それでいて、就業規則が無くても、労働者に保障された法的な権利は、従業員から主張されたら会社は拒否できません。

 

<わかってもらえない就業規則>

就業規則というのは、なかなか従業員に見てもらえないものですし、条文の意味を説明しないと理解してもらえないことがあるものです。

かつて、自分の勤務先でふざけた写真を撮ったアルバイトがSNSに投稿した結果、閉店に追い込まれるような事件が相次ぎました。

たとえ、「会社の信用を傷付けた時」という規定が就業規則にあったとしても、アルバイトはその規定の存在を知らないかもしれませんし、知っていても自分の行為がその規定に当てはまるという理解が無かったのでしょうか。

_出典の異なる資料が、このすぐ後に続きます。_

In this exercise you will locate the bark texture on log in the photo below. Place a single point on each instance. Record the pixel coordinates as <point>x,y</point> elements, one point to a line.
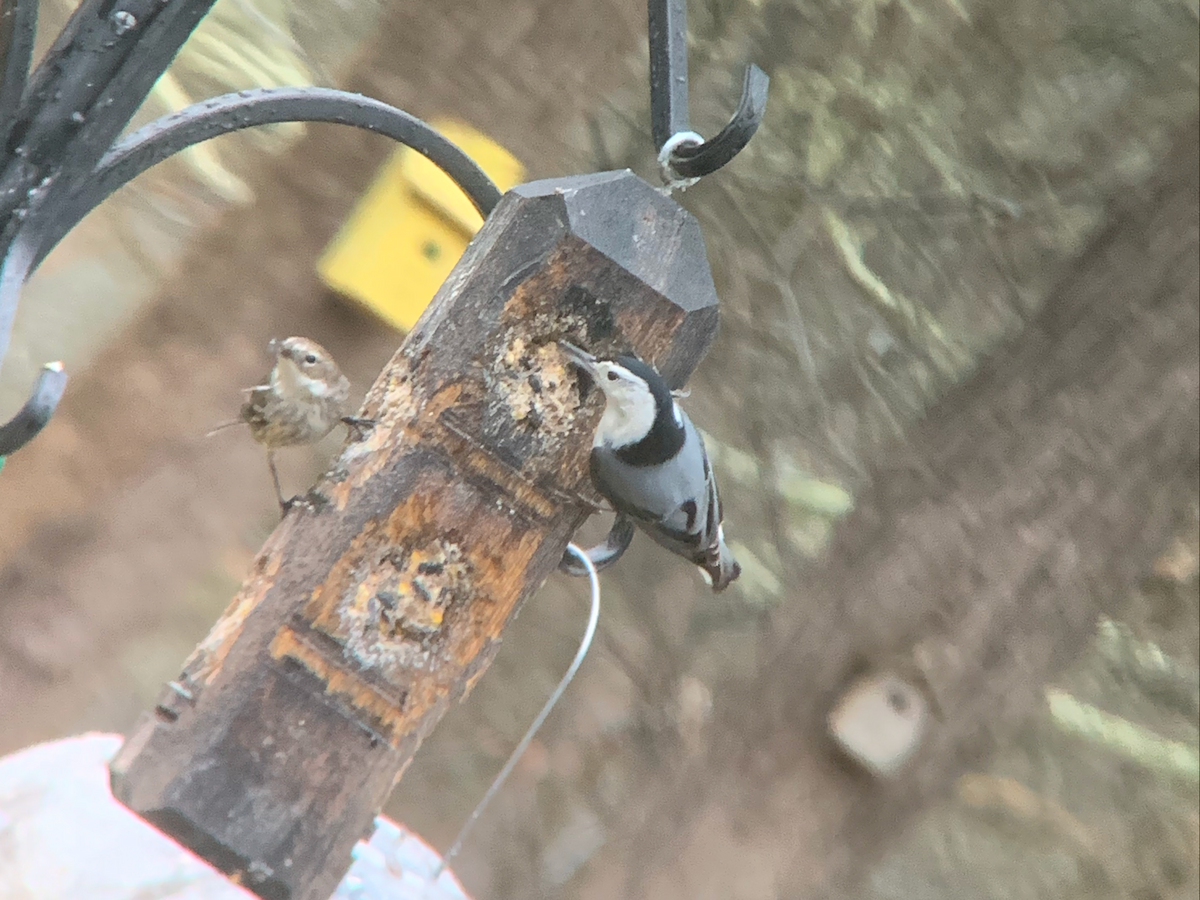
<point>1029,501</point>
<point>382,601</point>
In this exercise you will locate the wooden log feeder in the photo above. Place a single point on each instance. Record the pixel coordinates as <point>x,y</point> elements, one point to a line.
<point>382,600</point>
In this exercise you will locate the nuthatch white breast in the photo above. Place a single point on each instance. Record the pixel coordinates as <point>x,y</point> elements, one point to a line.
<point>649,462</point>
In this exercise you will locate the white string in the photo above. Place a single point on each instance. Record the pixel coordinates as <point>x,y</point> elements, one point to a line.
<point>515,756</point>
<point>672,179</point>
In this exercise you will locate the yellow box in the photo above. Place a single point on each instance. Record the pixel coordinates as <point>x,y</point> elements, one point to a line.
<point>411,227</point>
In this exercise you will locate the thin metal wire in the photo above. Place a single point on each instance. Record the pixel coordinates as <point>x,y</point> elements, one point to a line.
<point>519,751</point>
<point>605,553</point>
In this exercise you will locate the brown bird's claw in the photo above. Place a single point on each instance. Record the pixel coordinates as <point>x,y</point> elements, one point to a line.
<point>359,425</point>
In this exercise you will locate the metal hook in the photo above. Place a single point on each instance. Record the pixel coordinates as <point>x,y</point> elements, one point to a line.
<point>669,99</point>
<point>37,411</point>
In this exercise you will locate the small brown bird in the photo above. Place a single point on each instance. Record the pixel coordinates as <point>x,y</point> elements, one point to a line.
<point>304,397</point>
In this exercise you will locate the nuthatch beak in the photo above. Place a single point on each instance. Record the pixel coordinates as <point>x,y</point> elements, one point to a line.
<point>582,359</point>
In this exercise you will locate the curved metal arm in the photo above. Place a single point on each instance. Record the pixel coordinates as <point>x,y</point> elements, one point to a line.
<point>669,97</point>
<point>265,106</point>
<point>19,21</point>
<point>37,411</point>
<point>604,555</point>
<point>47,225</point>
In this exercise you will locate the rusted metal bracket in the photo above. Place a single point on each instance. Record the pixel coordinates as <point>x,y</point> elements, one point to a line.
<point>382,601</point>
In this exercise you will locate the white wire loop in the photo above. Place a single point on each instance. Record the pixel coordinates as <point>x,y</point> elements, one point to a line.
<point>672,179</point>
<point>519,751</point>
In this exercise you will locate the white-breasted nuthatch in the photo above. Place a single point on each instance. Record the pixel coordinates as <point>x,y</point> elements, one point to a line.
<point>649,462</point>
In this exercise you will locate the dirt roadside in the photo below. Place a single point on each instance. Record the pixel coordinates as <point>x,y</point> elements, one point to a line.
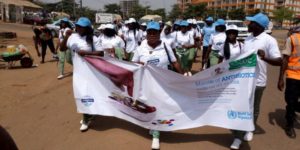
<point>39,112</point>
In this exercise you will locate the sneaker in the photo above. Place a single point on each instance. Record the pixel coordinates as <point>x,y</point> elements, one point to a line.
<point>248,136</point>
<point>290,132</point>
<point>155,143</point>
<point>60,76</point>
<point>84,126</point>
<point>236,144</point>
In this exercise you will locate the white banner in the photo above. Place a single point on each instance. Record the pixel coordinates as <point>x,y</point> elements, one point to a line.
<point>160,99</point>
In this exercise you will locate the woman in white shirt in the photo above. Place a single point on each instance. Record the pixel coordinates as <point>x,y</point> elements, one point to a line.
<point>111,42</point>
<point>82,43</point>
<point>63,55</point>
<point>185,47</point>
<point>232,47</point>
<point>216,43</point>
<point>155,52</point>
<point>132,38</point>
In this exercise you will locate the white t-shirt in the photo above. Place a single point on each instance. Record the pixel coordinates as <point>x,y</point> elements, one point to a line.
<point>157,56</point>
<point>184,39</point>
<point>217,40</point>
<point>235,49</point>
<point>132,40</point>
<point>268,44</point>
<point>168,39</point>
<point>77,42</point>
<point>62,33</point>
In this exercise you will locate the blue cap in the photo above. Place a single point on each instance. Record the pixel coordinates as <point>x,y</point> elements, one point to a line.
<point>261,19</point>
<point>220,22</point>
<point>209,19</point>
<point>177,22</point>
<point>65,19</point>
<point>84,22</point>
<point>153,25</point>
<point>184,23</point>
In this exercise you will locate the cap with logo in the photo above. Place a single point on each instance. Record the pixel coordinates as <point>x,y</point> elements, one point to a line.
<point>153,25</point>
<point>84,22</point>
<point>261,19</point>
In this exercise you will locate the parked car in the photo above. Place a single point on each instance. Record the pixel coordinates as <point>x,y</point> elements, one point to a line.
<point>35,19</point>
<point>55,26</point>
<point>242,27</point>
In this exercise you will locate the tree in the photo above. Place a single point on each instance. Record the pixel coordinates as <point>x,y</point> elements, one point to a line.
<point>175,12</point>
<point>237,14</point>
<point>112,8</point>
<point>283,13</point>
<point>138,11</point>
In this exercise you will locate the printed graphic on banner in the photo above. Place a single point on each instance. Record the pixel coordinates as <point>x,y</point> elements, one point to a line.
<point>159,99</point>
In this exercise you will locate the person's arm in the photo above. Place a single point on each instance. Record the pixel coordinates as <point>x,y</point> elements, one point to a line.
<point>272,61</point>
<point>280,84</point>
<point>63,44</point>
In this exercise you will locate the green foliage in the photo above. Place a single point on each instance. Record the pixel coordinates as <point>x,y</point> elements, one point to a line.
<point>282,14</point>
<point>237,14</point>
<point>112,8</point>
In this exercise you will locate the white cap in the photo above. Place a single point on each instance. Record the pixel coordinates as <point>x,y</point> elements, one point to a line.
<point>194,21</point>
<point>101,27</point>
<point>126,22</point>
<point>231,27</point>
<point>131,20</point>
<point>144,24</point>
<point>109,26</point>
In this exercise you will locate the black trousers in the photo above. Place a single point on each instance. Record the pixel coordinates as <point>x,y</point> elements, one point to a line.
<point>292,94</point>
<point>44,44</point>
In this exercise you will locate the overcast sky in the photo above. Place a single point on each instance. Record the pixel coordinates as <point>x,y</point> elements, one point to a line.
<point>98,4</point>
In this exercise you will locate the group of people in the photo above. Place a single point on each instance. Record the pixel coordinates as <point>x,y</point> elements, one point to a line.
<point>174,46</point>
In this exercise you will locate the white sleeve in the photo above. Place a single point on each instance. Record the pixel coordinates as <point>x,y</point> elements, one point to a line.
<point>211,40</point>
<point>171,53</point>
<point>122,43</point>
<point>273,50</point>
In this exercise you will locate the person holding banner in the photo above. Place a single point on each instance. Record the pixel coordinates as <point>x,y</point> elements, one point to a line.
<point>156,52</point>
<point>291,67</point>
<point>216,43</point>
<point>185,47</point>
<point>231,49</point>
<point>268,52</point>
<point>82,43</point>
<point>112,42</point>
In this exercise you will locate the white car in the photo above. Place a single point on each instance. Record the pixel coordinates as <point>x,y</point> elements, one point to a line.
<point>55,26</point>
<point>242,27</point>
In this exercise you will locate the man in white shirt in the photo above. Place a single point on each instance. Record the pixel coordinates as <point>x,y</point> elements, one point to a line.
<point>268,52</point>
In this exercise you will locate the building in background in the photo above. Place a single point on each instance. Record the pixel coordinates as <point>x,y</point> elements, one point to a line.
<point>250,6</point>
<point>13,10</point>
<point>127,6</point>
<point>183,4</point>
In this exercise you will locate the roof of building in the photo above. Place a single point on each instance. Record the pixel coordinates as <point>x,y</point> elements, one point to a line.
<point>24,3</point>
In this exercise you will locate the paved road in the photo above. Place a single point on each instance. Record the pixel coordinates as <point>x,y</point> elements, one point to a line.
<point>39,112</point>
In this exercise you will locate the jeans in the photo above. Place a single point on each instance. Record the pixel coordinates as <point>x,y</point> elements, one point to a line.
<point>257,99</point>
<point>292,94</point>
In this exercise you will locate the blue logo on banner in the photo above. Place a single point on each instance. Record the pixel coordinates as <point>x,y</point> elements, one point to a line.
<point>231,114</point>
<point>87,101</point>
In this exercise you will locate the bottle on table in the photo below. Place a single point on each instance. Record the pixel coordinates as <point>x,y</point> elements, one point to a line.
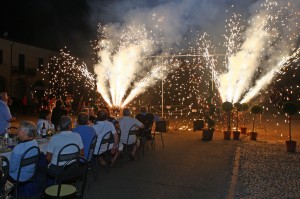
<point>44,131</point>
<point>75,123</point>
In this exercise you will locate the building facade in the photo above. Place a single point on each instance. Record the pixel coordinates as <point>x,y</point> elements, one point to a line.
<point>20,68</point>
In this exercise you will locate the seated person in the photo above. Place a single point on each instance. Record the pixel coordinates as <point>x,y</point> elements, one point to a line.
<point>58,141</point>
<point>26,135</point>
<point>102,126</point>
<point>85,131</point>
<point>145,118</point>
<point>126,122</point>
<point>44,118</point>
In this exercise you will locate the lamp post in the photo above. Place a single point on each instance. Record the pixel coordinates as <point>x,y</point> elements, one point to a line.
<point>11,65</point>
<point>162,87</point>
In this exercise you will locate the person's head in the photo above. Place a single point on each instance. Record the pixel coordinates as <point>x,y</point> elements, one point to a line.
<point>27,130</point>
<point>59,103</point>
<point>3,96</point>
<point>45,114</point>
<point>65,123</point>
<point>143,109</point>
<point>102,115</point>
<point>83,118</point>
<point>126,112</point>
<point>86,110</point>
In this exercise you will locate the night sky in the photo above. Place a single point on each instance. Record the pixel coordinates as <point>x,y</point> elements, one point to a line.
<point>50,24</point>
<point>54,24</point>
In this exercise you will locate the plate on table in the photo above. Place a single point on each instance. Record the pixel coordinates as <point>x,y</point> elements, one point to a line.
<point>5,150</point>
<point>42,139</point>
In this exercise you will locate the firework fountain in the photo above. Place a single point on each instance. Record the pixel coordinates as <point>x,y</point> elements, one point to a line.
<point>256,53</point>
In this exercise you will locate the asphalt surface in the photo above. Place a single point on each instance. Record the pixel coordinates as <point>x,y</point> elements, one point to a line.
<point>186,167</point>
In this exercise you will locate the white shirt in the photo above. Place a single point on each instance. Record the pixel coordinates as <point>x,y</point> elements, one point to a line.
<point>126,123</point>
<point>101,128</point>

入社と退職が盛んな時代ですし、法改正に合わせた就業規則の改定も頻繁でしょうから、少なくとも年に1回は就業規則の勉強会を繰り返す必要があるでしょう。

 

<ポンコツな就業規則>

政府が少子高齢化対策の継続的な推進に力を入れていますから、人を巡る法改正は盛んです。これに対応できていない就業規則は多いことでしょう。

こうした流れとは別に、制服を廃止して長年経った今でも「勤務中は制服着用」という規定があったり、全館禁煙なのに「喫煙は定められた場所で」という規定が残っていたりします。

これでは、会社が本気でルールの整備をしていないことが明確ですから、従業員も就業規則を守る気持ちも薄れてしまいます。

 

<ありえない就業規則>

「セクハラを行ったら懲戒解雇」というありえない規定を見ることがあります。

それでいて、社内にセクハラの定義を定めるルールが無かったり、どのような言動がセクハラに当たるのかについて教育・研修が無かったりします。

セクハラにも程度の差があり、程度の軽いセクハラ行為で一律に懲戒解雇というのは、たとえ就業規則に規定があったとしても無効になります。

「唇、ツヤツヤだね」と言っただけでクビになりうる就業規則というのは恐ろしいです。

 

<ここも社労士(社会保険労務士)の出番>

3年以上改定していない就業規則があれば、社労士のチェックが必要でしょう。

とりあえず必要な改定と届出をして、社内研修を行えば当面は安心です。

その後のことは、社労士と相談して決めれば良いことです。